By Gamuchirai Masiyiwa Amid the ongoing deterioration of Zimbabwe’s health system, services that require modern equipment and advanced training suffer the most.

For cancer patients, the situation is dismal. Broken-down machines and an acute shortage of oncologists result in patients waiting months, sometimes years to be treated, public health experts say — patients for whom a week could be the difference between life and death.

With a robust primary care system installed in the 1980s, Zimbabwe’s health services were once among the best in southern Africa.

The economic and political upheaval under former President Robert Mugabe marked the end of that era.

Over the past two decades, healthcare funding evaporated, and physicians left the country in droves. Those who remain frequently strike to demand more supplies and better pay.

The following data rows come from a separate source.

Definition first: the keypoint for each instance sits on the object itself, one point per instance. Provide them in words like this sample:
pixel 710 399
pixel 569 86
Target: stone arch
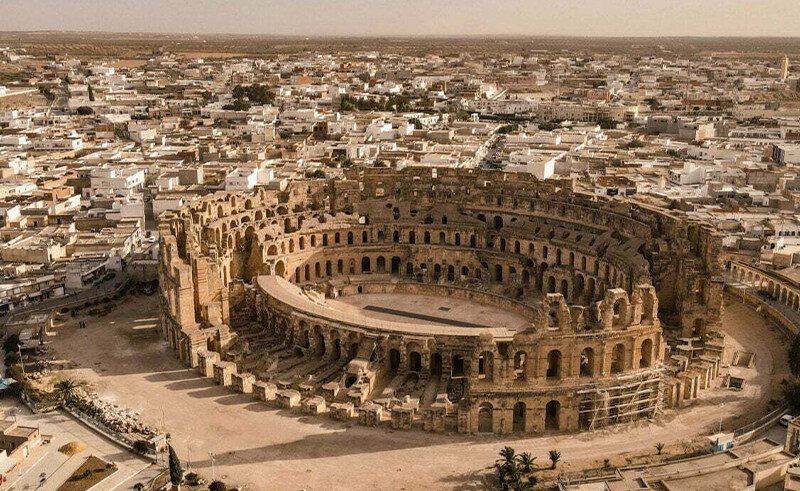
pixel 618 358
pixel 553 364
pixel 646 350
pixel 485 365
pixel 587 362
pixel 519 413
pixel 520 360
pixel 552 416
pixel 485 418
pixel 394 360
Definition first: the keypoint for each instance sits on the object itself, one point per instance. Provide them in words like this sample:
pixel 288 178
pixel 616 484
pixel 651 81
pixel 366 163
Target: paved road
pixel 254 442
pixel 105 287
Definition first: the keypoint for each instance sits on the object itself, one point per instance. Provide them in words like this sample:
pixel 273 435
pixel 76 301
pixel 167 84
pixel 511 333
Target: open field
pixel 123 357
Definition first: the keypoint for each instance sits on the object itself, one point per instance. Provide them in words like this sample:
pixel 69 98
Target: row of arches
pixel 780 291
pixel 519 412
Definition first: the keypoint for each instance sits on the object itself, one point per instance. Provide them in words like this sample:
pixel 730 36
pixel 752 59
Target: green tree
pixel 791 393
pixel 794 356
pixel 525 462
pixel 11 344
pixel 508 454
pixel 217 486
pixel 67 389
pixel 555 457
pixel 175 470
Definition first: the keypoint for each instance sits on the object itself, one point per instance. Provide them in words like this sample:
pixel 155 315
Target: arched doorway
pixel 394 360
pixel 551 416
pixel 414 361
pixel 647 354
pixel 587 362
pixel 618 359
pixel 457 369
pixel 554 364
pixel 519 417
pixel 436 364
pixel 485 418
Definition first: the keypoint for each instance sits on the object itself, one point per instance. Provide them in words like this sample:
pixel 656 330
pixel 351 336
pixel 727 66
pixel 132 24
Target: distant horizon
pixel 380 36
pixel 411 18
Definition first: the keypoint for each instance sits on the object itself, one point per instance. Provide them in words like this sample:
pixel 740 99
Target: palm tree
pixel 67 388
pixel 555 456
pixel 525 461
pixel 508 454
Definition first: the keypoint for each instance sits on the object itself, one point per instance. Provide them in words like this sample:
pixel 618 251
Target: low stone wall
pixel 765 309
pixel 452 291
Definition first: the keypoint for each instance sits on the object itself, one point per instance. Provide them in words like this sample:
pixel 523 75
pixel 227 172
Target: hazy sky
pixel 412 17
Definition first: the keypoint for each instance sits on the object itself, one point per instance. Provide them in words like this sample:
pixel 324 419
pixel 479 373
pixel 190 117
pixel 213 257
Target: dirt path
pixel 124 358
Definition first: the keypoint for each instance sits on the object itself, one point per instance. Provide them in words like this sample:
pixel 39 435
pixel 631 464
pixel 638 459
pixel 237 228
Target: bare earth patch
pixel 123 357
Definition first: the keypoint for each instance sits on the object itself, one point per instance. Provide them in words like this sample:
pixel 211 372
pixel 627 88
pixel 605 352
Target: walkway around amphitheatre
pixel 266 448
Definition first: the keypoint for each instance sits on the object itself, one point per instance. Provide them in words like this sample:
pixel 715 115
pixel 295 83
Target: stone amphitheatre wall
pixel 594 276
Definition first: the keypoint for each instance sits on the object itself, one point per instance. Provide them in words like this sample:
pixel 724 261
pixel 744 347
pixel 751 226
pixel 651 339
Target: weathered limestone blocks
pixel 315 405
pixel 342 411
pixel 402 417
pixel 243 382
pixel 330 390
pixel 205 362
pixel 288 399
pixel 434 418
pixel 223 372
pixel 370 414
pixel 265 391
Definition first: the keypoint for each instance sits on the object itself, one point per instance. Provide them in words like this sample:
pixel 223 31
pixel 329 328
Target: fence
pixel 157 482
pixel 101 428
pixel 762 423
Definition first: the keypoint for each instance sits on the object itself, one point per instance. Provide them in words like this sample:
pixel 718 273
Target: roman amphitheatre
pixel 445 300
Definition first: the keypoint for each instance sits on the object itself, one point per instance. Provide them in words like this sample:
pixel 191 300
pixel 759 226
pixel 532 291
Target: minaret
pixel 785 68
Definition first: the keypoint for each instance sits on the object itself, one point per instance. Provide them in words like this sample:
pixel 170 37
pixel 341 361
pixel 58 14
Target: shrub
pixel 11 344
pixel 141 447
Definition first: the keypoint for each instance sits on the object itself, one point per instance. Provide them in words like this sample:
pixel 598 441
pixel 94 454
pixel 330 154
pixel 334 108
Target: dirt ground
pixel 123 357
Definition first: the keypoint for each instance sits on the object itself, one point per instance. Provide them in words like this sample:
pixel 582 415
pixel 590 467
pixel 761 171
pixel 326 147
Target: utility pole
pixel 21 363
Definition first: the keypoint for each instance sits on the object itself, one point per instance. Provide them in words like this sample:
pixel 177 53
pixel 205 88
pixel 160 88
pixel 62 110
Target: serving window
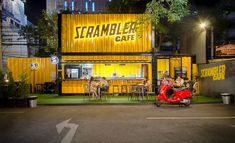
pixel 72 72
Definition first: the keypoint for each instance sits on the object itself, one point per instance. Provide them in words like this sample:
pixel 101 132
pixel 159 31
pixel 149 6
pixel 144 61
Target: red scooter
pixel 181 96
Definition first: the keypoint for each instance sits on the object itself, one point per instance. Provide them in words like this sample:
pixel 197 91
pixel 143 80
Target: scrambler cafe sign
pixel 104 33
pixel 121 31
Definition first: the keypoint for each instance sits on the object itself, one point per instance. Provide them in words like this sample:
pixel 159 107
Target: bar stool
pixel 86 91
pixel 134 94
pixel 151 92
pixel 124 90
pixel 115 88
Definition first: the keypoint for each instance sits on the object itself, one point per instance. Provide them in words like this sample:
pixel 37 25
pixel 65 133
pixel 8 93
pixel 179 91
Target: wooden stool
pixel 114 91
pixel 124 90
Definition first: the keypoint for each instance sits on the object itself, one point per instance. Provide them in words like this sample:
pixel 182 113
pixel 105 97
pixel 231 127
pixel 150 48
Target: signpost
pixel 34 66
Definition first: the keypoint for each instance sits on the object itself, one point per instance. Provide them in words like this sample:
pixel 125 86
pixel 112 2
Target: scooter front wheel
pixel 158 103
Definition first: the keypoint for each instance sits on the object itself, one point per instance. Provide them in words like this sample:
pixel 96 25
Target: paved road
pixel 202 123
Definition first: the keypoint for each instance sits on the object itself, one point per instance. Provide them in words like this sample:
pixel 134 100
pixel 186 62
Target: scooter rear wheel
pixel 189 101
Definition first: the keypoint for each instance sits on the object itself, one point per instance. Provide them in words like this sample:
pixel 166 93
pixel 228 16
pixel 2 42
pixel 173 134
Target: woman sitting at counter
pixel 104 85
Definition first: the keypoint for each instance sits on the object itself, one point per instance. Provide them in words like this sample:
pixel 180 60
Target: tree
pixel 163 13
pixel 127 6
pixel 45 31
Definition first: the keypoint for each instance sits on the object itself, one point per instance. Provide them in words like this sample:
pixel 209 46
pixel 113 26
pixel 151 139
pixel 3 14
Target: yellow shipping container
pixel 38 70
pixel 104 33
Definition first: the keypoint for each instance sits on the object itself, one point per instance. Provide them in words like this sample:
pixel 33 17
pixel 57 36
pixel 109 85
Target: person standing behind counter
pixel 93 87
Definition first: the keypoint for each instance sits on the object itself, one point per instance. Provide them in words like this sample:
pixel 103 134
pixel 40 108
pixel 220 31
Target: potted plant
pixel 23 90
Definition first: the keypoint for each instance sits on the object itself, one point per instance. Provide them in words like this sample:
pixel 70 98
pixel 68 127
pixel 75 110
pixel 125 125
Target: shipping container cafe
pixel 113 46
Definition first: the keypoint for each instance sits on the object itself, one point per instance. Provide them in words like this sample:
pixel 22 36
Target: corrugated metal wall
pixel 46 72
pixel 141 42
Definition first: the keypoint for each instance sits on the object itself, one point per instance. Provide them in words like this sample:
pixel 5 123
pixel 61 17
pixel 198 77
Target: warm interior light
pixel 203 25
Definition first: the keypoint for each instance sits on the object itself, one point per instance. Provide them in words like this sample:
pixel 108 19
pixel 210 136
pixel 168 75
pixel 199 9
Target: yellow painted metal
pixel 83 24
pixel 174 63
pixel 77 86
pixel 194 72
pixel 108 58
pixel 46 72
pixel 162 67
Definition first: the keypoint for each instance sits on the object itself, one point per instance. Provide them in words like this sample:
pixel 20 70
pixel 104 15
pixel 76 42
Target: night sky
pixel 33 9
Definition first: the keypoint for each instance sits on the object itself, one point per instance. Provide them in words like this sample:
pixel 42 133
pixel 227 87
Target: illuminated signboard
pixel 105 33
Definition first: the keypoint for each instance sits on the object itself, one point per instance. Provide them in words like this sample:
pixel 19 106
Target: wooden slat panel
pixel 103 43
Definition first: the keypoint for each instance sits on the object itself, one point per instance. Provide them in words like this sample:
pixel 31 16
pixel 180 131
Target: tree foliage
pixel 163 13
pixel 48 29
pixel 127 6
pixel 45 31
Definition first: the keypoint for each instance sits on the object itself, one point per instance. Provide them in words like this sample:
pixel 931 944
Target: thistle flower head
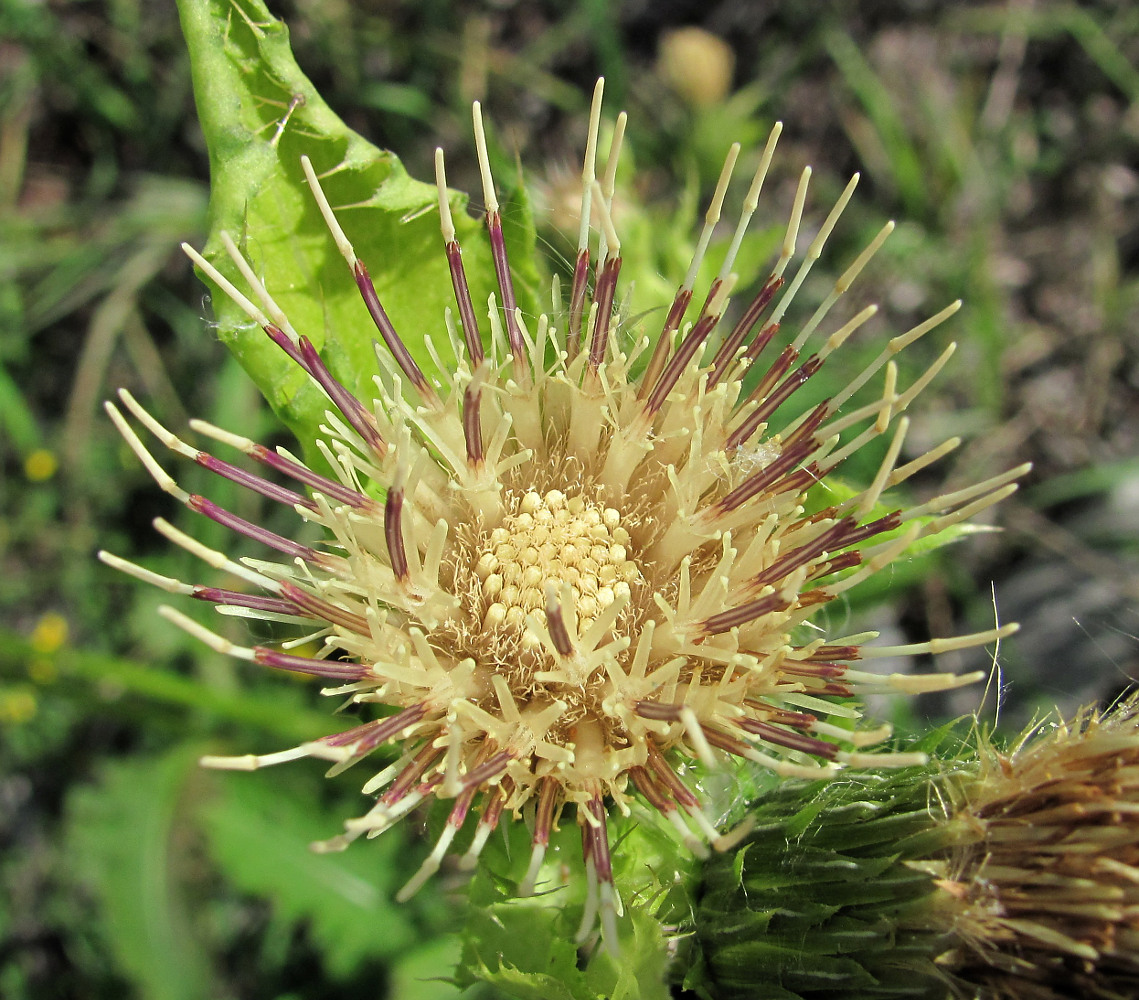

“Cancer treatment services are among the worst affected due to limited number of specialists [and] limited treatment facilities, especially radiotherapy and chemotherapy, as well as diagnostic facilities,” says Grant Murewanhema, a gynaecologist and public health specialist who works in Zimbabwe’s public hospitals.

According to the Health and Child Care ministry, there are only 12 oncologists practicing in Zimbabwe — 10 in Harare and two in Bulawayo.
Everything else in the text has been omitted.